All the edges of directed graph, digraph, have directions associated with them.
u and v are vertices of digraph G.
u reaches v if there is a directed path from
u to v in G.
G is strongly connected iff for any pair of vertices u and v, if u reaches v then v reaches u.
Directed cycles are cycles where edges are followed in
G is acyclic if there are no directed cycles.
The transitive closure of digraph G is the digraph G* such that the vertices of G* are the same as G and if u reaches v in G then (u, v) is an edge in G*.
The digraph traversals are similar to graph traversals; we only traverse in the direction of the edges.
Algorithm: DirectedDFS(Vertex v)
Mark vertex v as visited
for each outgoing edge (v, w) of v do
if vertex w has not been visited then
recursively call DirectedDFS(w)
The directed DFS(s) will visit all the vertex that s reaches. The time is O(ms + ns) where ms and ns are the number of edges and vertices reachable by s. Assuming constant time vertex and edge methods. Because the algorithm is recursive the size created during the search is O(ms + ns).
The algorithm creates a spanning tree from the discovery edges. The edges that are not members of the spanning tree can be labeled:
back - if the edge leads to an ancestor in the spanning tree
forward - if the edge leads to a descendant in the spanning tree
cross - otherwise.
While finding the reachable vertices we can build the transitive closure of G. Adding edges to the new digraph G* as new vertices are reached. The time is O(n2).

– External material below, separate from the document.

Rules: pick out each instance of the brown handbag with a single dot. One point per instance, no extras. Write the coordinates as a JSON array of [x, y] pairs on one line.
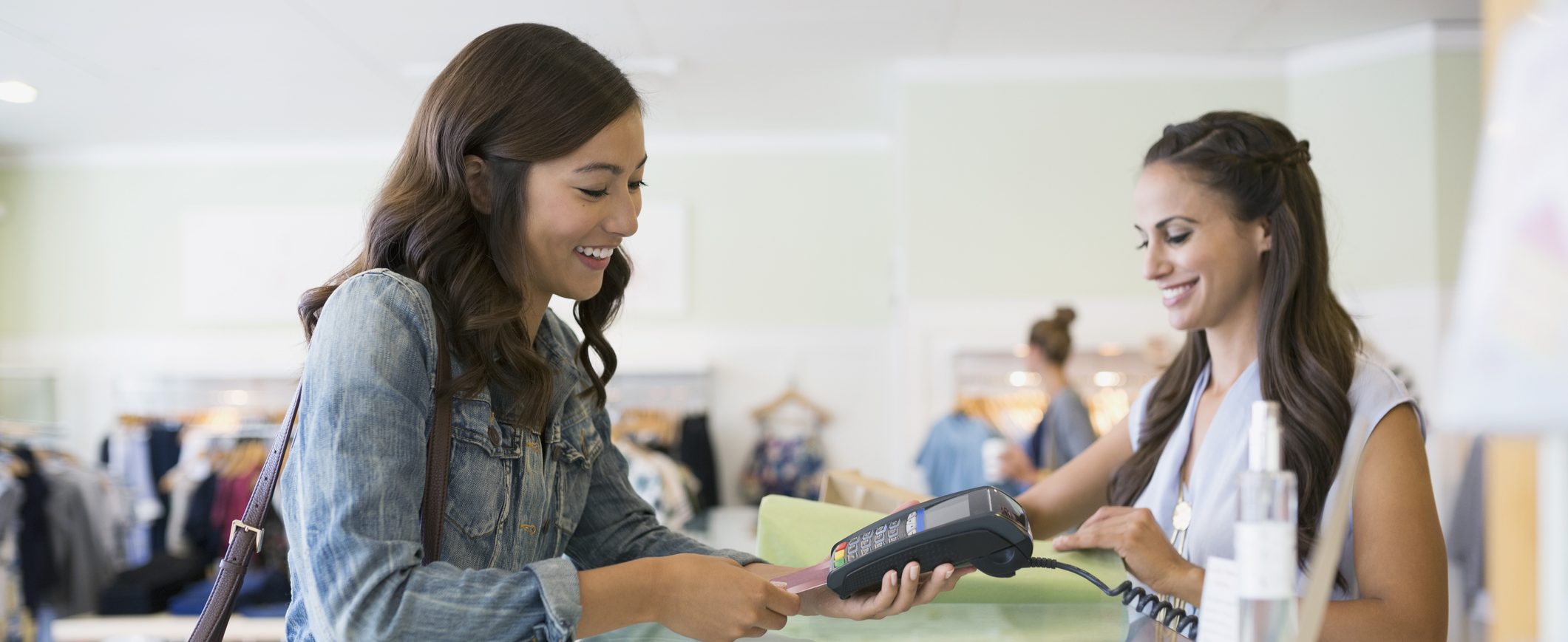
[[247, 533]]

We can also determine if the di-graph is strongly connected by running DFS for all vertices of G. All DFS should visit all vertices of G. The time is again O(n2).

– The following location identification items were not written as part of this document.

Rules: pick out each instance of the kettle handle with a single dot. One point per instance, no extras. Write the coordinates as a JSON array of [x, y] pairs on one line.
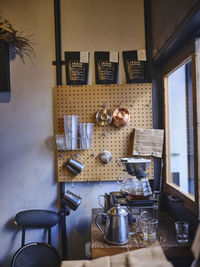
[[137, 228], [96, 221]]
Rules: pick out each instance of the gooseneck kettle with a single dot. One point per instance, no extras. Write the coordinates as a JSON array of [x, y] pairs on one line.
[[117, 226]]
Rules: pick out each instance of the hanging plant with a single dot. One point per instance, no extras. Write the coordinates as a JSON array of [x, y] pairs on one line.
[[20, 44]]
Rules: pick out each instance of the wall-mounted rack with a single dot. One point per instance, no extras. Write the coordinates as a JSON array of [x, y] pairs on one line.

Actually this test is not the most efficient. We could do DFS(s) where s is a arbitrary vertex of G. If not all the vertices of G have been visited then G is not strongly connected. If all the vertices are visited then reverse the direction of all the edges and performed a DFS(s) if this search finds all the vertices of G then G is strongly connected. What we have determined is:
any v → s → any v
s → any v: is the original call of DirectedDFS
any v → s: is the call of DirectedDFS with reverse direction for the edges
So all vertices can get to any vertex via s. The time is O(n+ m).
A directed acyclic graph (DAG) is a directed graph with out cycles.

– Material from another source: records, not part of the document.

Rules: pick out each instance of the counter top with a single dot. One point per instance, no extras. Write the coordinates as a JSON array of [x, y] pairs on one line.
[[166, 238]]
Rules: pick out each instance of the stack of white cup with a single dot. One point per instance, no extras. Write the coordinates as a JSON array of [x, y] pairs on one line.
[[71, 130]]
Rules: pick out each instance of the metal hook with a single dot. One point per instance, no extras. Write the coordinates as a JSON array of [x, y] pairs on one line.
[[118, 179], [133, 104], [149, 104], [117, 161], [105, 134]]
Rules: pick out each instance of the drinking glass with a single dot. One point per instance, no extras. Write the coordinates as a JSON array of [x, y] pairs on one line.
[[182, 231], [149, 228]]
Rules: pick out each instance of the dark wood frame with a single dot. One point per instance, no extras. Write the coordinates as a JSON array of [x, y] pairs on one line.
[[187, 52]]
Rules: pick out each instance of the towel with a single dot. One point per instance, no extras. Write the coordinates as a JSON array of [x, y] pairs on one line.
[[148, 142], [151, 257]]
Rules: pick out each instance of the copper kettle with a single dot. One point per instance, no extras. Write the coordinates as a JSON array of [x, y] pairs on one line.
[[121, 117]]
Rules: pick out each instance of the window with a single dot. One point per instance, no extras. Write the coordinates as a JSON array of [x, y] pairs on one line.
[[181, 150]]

Inheritance between Java classes
Prerequisites between courses in computer science degree
Scheduling of tasks, without dead lock
A topological ordering of G is an
ordering of the vertices, v1, ... , vn,
such that for every edge in G (vi, vj)
then i < j. Only a directed acyclic graphs,
DAG, can have a topological ordering.
Proof by construction. The trick is that an topological ordering must have a vertex with in-degree equal to zero. The vertex is the start of the ordering. We keep track of the in-degree of each vertices in a separate array, incounter(v). We look for vertex with incounter equal to zero this becomes the start of the sequence then for all the outgoing edges to vertex w we subtract one from incounter(w) and look for a vertex with incounter equal to zero that will be the next vertex in the sequence.
let S be initially empty stack
for each vertex u of G do
let incounter(u) be the in-degree of u
if incounter(u) == 0 then
while S is not empty do
u = S.pop()
let u be vertex number i in the topological ordering
i = i+1
for each outgoing edge (u, w) of u do
incounter(w) = incounter(w) - 1
if incounter(w) = 0 then
The time is O(n + m) and uses space O(n) for the stack.